The timing fits a wider rush of European AI capital. This year alone has run from UK chip startup Fractile’s $220 million inference round to smaller raises like Giraffe360’s AI push in real-estate marketing. Investors are paying up for any company that can claim a credible agent story, and Factorial is selling one to a customer base it already owns.
Where Factorial Sits in European HR Software
The European market for small-business HR software is crowded, and Factorial competes on price and breadth rather than scale. Its public pricing runs roughly four to six euros per employee a month, undercutting most rivals, and it pitches a single system for firms of 10 to 300 staff.

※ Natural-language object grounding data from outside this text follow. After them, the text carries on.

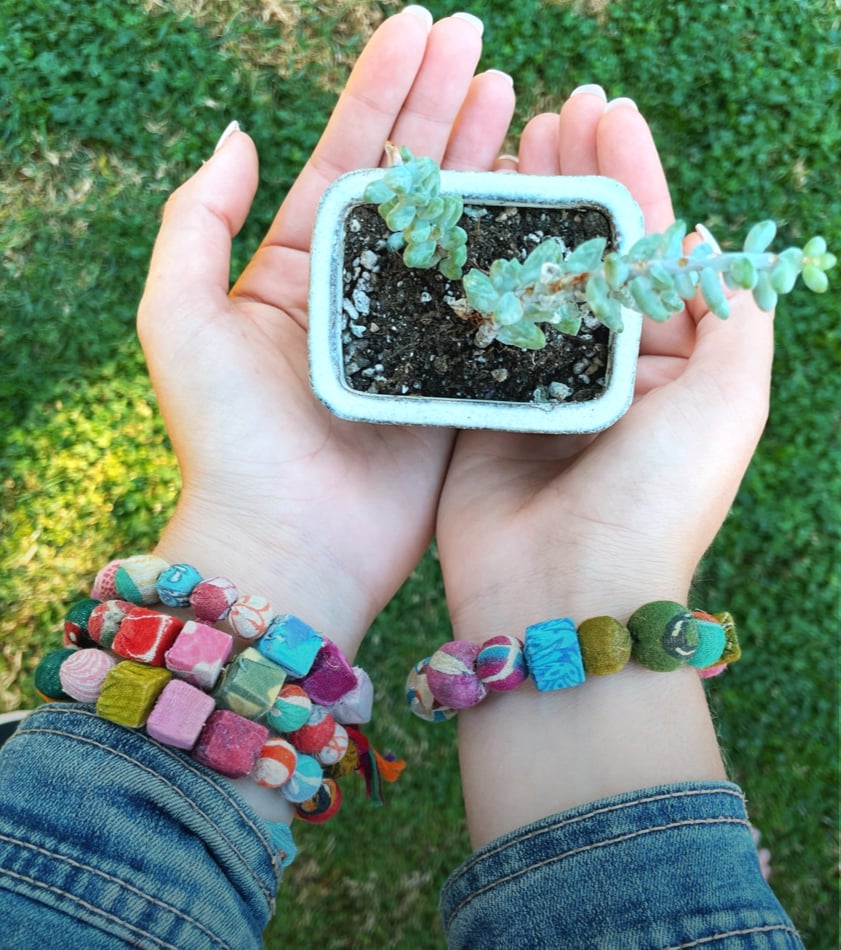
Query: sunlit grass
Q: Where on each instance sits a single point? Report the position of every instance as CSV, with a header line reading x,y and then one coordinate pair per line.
x,y
112,105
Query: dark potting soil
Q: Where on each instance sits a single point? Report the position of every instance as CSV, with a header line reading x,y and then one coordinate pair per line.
x,y
401,337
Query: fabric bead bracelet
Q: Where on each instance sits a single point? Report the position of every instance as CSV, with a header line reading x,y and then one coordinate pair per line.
x,y
269,697
660,636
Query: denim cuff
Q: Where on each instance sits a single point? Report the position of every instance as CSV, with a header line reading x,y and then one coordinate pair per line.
x,y
667,867
107,836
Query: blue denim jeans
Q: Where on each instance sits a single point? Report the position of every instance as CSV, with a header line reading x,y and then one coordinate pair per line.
x,y
668,867
108,838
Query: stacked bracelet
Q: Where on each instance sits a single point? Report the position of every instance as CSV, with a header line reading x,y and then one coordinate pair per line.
x,y
660,636
267,697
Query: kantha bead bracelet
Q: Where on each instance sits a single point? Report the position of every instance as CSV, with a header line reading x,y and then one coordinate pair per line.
x,y
285,710
660,636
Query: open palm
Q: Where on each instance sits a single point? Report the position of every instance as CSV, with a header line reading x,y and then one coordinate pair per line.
x,y
337,513
532,527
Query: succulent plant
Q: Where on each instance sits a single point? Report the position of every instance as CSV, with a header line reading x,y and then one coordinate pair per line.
x,y
424,223
558,286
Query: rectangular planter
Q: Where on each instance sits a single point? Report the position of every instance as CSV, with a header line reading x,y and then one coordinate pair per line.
x,y
328,321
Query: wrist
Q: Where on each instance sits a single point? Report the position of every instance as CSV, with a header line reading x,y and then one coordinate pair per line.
x,y
281,566
500,609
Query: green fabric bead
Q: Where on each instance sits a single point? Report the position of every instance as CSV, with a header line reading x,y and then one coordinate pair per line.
x,y
129,692
665,636
47,680
605,645
250,685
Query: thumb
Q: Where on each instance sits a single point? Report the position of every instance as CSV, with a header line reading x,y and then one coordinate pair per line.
x,y
190,267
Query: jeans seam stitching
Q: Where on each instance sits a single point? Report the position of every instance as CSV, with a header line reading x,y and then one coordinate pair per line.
x,y
150,771
620,806
767,928
590,847
97,911
52,855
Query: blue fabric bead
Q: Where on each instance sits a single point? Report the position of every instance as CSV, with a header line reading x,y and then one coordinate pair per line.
x,y
176,584
292,644
553,654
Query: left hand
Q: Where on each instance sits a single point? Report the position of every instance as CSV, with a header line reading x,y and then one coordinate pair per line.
x,y
324,517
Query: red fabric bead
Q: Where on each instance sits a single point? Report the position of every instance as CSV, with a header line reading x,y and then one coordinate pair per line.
x,y
230,744
145,636
330,676
316,733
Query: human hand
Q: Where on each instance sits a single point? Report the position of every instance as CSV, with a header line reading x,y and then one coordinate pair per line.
x,y
324,517
536,527
533,527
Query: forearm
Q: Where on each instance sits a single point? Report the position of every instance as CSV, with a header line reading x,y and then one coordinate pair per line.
x,y
526,754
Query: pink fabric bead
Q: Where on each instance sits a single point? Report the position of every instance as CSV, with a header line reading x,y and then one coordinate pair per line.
x,y
451,675
179,715
83,673
105,620
230,744
213,598
250,617
146,635
330,675
105,587
199,653
500,664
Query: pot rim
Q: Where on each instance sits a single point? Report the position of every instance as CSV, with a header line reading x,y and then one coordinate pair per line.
x,y
486,188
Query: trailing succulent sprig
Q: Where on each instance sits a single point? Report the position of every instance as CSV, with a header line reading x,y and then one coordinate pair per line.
x,y
423,221
557,286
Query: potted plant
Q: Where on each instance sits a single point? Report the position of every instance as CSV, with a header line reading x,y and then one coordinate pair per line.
x,y
515,302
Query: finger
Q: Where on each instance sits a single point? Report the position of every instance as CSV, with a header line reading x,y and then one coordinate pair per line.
x,y
627,152
441,85
578,130
190,263
360,124
482,123
539,146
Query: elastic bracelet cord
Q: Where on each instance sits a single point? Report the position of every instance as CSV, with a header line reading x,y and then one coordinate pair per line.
x,y
268,697
661,636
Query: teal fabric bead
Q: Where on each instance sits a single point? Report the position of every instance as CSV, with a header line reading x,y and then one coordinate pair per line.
x,y
553,654
292,644
712,642
176,583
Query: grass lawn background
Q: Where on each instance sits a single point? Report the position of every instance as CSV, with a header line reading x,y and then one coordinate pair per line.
x,y
107,106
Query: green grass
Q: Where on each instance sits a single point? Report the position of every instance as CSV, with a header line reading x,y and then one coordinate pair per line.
x,y
108,106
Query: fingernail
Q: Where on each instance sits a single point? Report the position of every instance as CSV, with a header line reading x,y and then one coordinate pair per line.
x,y
229,131
590,89
622,101
499,72
421,12
472,20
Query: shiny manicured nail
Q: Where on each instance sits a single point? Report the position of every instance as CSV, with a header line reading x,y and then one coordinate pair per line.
x,y
472,20
229,131
504,75
421,12
590,89
621,102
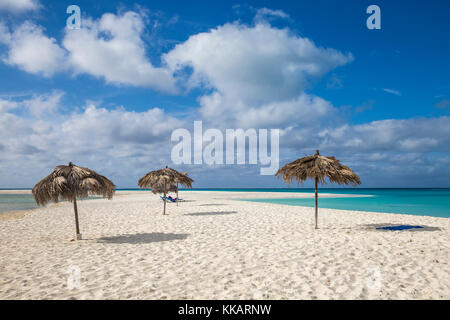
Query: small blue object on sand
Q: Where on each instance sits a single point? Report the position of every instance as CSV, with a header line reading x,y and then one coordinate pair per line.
x,y
400,228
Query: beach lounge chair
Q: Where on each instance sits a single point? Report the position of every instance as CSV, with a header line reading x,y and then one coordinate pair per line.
x,y
169,198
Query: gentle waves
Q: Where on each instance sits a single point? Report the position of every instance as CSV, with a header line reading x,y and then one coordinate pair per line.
x,y
423,202
427,202
12,202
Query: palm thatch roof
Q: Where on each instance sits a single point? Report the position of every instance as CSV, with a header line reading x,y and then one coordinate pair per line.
x,y
320,167
166,176
71,182
159,188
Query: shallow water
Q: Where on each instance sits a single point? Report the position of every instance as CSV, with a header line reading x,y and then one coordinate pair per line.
x,y
424,202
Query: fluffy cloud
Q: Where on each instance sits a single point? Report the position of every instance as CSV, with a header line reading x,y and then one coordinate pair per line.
x,y
256,73
408,135
31,50
19,5
119,143
259,64
112,48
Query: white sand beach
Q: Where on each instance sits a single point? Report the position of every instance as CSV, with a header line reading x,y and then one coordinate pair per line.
x,y
214,247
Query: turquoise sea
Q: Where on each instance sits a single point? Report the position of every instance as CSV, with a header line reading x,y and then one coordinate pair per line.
x,y
428,202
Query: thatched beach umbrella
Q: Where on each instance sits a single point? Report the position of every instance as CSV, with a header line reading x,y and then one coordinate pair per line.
x,y
164,177
319,168
160,188
69,183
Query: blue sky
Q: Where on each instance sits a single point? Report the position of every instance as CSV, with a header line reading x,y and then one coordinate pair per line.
x,y
109,95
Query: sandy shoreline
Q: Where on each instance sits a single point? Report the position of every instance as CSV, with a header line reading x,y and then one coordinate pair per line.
x,y
214,247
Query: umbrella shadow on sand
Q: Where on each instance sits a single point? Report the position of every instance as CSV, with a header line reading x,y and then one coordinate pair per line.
x,y
413,228
144,238
211,213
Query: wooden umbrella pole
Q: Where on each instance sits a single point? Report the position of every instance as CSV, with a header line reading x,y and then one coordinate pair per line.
x,y
77,225
316,201
164,197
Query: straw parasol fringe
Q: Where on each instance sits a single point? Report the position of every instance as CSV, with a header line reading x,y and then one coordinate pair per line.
x,y
69,183
319,168
164,178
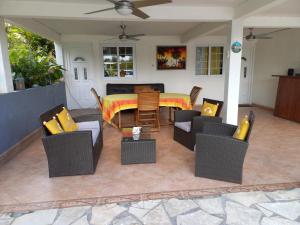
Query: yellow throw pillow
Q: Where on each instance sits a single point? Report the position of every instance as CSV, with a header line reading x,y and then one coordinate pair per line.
x,y
66,121
53,126
242,130
209,109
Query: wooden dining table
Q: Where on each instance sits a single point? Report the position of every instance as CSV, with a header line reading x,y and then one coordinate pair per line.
x,y
114,104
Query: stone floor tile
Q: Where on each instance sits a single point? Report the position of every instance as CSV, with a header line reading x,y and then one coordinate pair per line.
x,y
241,215
285,194
176,207
127,220
41,217
198,218
266,212
247,198
69,215
289,210
140,209
82,221
5,219
105,214
211,205
157,216
277,221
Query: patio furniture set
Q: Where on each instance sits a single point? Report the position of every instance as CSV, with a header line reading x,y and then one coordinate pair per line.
x,y
219,148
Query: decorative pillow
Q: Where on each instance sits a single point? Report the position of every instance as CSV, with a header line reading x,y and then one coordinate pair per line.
x,y
242,130
209,109
53,126
66,121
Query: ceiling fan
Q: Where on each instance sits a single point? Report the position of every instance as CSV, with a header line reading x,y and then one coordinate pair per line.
x,y
252,36
127,7
124,36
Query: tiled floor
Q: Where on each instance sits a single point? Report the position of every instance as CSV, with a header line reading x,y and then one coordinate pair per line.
x,y
273,157
244,208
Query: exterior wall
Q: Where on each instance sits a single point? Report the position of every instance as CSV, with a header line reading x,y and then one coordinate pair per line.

The closest comparison is Munich’s Personio, which hit an $8.5 billion valuation in its $8.5 billion Series E round back in 2022 with about 6,000 customers at the time. Factorial’s $2.5 billion mark is well below that, but its customer count is far higher. Here is how the main players line up:
| Company | Headquarters | Core strength | Best fit |
|---|---|---|---|
| Factorial | Barcelona | One low-cost system for HR, finance and IT | European SMBs wanting breadth on a budget |
| Personio | Munich | HR management, recruiting and payroll | European single-country mid-market firms |
| Rippling | San Francisco | HR, IT and payroll in one platform | Companies tying device and HR data together |
| Deel | San Francisco | Global hiring and compliance in 150-plus countries | Teams hiring across many borders |
Factorial’s pitch to investors is that it is the European challenger that has actually internationalised, selling across more than 90 countries while keeping the compliance depth that mid-market buyers on the continent demand.
Munich Gets the First Slice of Spending
Where does the customer-acquisition money go first? Germany. Factorial has named it the priority growth market and plans to open an office in Munich, the same city Personio calls home. The company has talked about hiring at a clip of around 50 people a week across sales, customer success, product, marketing and engineering.
The choice is pointed. Germany is the largest mid-market software economy in Europe and the home turf of Factorial’s most direct rival, so winning there means taking share rather than opening empty space. Beyond Germany, the company plans to keep pushing in France, Italy and Portugal while building out its international team.
That geography is the link back to the $540 million. The Customer Value Fund only earns its capped return from customers that the funded spending actually converts and keeps. General Catalyst gets paid back from the businesses that money wins; Munich is where the meter starts running.
Disclaimer: This article is for informational purposes only and does not constitute investment advice. Private-company valuations and funding structures carry significant risk, and figures are accurate as of publication on June 3, 2026. Consult a qualified financial professional before making any investment decision.